Removal of Sehydrin breakdown products is carried out primarily by the kidneys. In the body, the components of the drug are oxidized, and in this form they are excreted from the body.

Instructions for use of Sehydrin

The use of the drug depends on the patient’s condition, the diagnosis, the location of the pathological process, the presence of pain and the stage of the disease.

Tablets are used exclusively for oral use. It is better to take Sehydrin tablets before meals, washing them down with plenty of water.

The dosage interval between the use of other medications should be at least two hours.

The course of treatment and duration of treatment is determined by the doctor based on the tests performed. The recommended dosage of the product is one tablet three times a day.

The course is usually about 100 tablets. If the drug is poorly tolerated, its use may be reduced to two tablets per day.

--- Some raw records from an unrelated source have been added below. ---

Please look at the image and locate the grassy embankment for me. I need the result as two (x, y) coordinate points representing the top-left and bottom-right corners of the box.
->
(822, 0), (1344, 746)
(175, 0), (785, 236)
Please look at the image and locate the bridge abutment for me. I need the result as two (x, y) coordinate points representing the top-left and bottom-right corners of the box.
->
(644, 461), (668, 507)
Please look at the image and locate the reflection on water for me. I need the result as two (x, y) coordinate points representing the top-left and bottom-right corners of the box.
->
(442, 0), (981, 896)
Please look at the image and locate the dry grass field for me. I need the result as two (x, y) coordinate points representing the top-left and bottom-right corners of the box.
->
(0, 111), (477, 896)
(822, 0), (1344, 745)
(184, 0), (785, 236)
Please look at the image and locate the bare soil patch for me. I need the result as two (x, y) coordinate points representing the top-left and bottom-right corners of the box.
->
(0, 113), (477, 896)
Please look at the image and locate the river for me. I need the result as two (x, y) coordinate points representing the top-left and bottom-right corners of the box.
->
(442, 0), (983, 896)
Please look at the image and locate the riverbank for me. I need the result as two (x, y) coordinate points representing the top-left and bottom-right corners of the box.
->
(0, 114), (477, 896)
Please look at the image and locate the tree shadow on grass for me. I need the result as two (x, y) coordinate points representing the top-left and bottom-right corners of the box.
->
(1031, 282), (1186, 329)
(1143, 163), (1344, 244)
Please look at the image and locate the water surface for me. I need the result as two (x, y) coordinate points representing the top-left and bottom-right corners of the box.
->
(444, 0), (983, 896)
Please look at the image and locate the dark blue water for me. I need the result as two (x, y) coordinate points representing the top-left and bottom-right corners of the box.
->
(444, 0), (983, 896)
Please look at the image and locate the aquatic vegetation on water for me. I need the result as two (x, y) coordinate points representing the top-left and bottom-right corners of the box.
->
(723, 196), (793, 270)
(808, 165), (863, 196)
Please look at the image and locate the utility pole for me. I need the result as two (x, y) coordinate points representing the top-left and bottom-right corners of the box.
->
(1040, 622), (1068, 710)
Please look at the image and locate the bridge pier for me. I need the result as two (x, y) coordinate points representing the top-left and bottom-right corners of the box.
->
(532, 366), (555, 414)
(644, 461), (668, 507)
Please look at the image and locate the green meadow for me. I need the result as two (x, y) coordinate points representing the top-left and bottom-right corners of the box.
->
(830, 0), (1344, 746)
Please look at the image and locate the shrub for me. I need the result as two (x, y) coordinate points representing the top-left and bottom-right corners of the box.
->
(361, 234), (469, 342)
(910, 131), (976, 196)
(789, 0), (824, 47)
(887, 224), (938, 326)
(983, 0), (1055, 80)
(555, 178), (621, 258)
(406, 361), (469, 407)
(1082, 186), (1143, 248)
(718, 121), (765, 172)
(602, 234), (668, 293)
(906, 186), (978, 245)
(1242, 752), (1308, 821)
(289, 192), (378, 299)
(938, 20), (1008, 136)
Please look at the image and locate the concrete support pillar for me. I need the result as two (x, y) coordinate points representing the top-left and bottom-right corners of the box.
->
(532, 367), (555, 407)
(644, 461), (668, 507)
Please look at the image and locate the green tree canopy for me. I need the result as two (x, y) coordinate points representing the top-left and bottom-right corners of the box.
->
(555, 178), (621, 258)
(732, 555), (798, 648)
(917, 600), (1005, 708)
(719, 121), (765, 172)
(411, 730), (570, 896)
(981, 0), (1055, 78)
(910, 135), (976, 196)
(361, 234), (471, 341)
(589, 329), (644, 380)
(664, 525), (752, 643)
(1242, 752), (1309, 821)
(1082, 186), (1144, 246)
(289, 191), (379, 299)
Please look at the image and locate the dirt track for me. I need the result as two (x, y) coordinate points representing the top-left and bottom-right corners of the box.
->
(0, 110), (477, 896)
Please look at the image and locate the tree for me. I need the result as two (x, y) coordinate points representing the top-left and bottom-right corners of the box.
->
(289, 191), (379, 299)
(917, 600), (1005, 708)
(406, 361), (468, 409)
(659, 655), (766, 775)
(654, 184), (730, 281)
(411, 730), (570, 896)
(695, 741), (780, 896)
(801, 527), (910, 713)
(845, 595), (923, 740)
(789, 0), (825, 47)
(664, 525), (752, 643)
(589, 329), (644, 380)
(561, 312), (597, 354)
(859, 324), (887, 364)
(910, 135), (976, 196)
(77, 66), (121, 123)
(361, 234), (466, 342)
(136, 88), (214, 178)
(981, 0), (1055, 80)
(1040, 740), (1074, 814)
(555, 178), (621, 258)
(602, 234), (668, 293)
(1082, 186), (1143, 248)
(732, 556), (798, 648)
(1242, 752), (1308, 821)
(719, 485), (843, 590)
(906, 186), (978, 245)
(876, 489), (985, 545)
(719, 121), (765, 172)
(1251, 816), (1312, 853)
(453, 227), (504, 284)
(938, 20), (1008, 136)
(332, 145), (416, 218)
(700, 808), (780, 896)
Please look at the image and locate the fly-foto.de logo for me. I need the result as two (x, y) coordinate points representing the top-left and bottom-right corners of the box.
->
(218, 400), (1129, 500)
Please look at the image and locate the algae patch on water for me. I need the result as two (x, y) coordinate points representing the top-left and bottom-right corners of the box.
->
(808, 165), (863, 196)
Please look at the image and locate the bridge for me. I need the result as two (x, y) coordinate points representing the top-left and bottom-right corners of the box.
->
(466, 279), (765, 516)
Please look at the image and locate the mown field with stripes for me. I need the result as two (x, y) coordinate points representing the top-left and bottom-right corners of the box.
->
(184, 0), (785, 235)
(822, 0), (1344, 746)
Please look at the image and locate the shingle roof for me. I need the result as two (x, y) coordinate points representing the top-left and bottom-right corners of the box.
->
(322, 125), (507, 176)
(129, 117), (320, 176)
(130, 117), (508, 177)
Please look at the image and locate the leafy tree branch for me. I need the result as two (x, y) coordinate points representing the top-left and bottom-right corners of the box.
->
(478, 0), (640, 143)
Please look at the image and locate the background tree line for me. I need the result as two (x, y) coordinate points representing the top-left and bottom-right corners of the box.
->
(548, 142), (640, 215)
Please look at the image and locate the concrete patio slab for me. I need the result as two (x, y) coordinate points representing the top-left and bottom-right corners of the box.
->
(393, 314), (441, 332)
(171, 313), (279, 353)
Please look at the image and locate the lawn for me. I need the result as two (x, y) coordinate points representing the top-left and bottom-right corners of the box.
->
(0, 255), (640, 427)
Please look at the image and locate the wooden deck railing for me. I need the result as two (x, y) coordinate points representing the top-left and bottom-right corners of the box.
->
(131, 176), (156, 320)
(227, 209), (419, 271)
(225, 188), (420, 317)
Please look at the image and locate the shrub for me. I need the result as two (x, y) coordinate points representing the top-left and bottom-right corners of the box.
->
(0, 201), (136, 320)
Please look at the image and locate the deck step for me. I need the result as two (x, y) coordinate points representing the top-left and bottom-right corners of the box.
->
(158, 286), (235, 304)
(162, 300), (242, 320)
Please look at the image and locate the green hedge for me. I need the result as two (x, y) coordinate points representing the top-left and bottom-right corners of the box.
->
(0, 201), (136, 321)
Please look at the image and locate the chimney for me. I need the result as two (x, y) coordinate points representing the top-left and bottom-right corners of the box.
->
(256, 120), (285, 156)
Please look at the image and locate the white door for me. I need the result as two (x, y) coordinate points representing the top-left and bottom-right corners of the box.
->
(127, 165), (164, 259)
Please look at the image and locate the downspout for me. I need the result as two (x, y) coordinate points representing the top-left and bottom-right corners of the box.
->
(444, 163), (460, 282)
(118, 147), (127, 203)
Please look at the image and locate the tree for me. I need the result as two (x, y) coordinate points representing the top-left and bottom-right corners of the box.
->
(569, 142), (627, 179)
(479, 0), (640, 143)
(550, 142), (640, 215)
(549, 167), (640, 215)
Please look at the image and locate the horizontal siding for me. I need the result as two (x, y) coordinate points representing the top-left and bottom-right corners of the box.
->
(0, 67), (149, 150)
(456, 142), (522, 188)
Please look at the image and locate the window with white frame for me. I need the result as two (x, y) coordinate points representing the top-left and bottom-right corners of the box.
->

The break between courses should be 1-2 weeks. The number of course repetitions is not limited. However, the condition for using Sehydrin is to increase the break between courses of taking it by 1-2 weeks with each repetition.

Reviews from patients and doctors

According to the majority of those who have already used this antitumor drug, its effectiveness allows you to significantly reduce pain in a short time, even in an advanced state of the pathological process.

Ease of administration, the possibility of repeating courses of treatment and a relatively small number of side effects are the advantages of Sehydrin in comparison with drugs that have a similar effect.

Many people note the affordable cost of the product. This indicator allows you to purchase it even for those who have limited purchasing budgets.

Price in Russia

The cost indicator is one of the most important when choosing a treatment, along with its effectiveness. And the price of Sehydrin can be considered affordable: in pharmacies it can be found at prices ranging from 1,850 to 2,780 rubles per pack.

Where to buy medicine?

This drug should be purchased strictly from pharmacies. The regimen and dose are prescribed by the doctor.

Analogs

Hydrazine sulfate is the main drug that has a similar effect and is considered an analogue of the drug in question.

Synonyms

Also, hydrazine sulfate is synonymous with Sehydrin both by international nonproprietary name and by type of effect.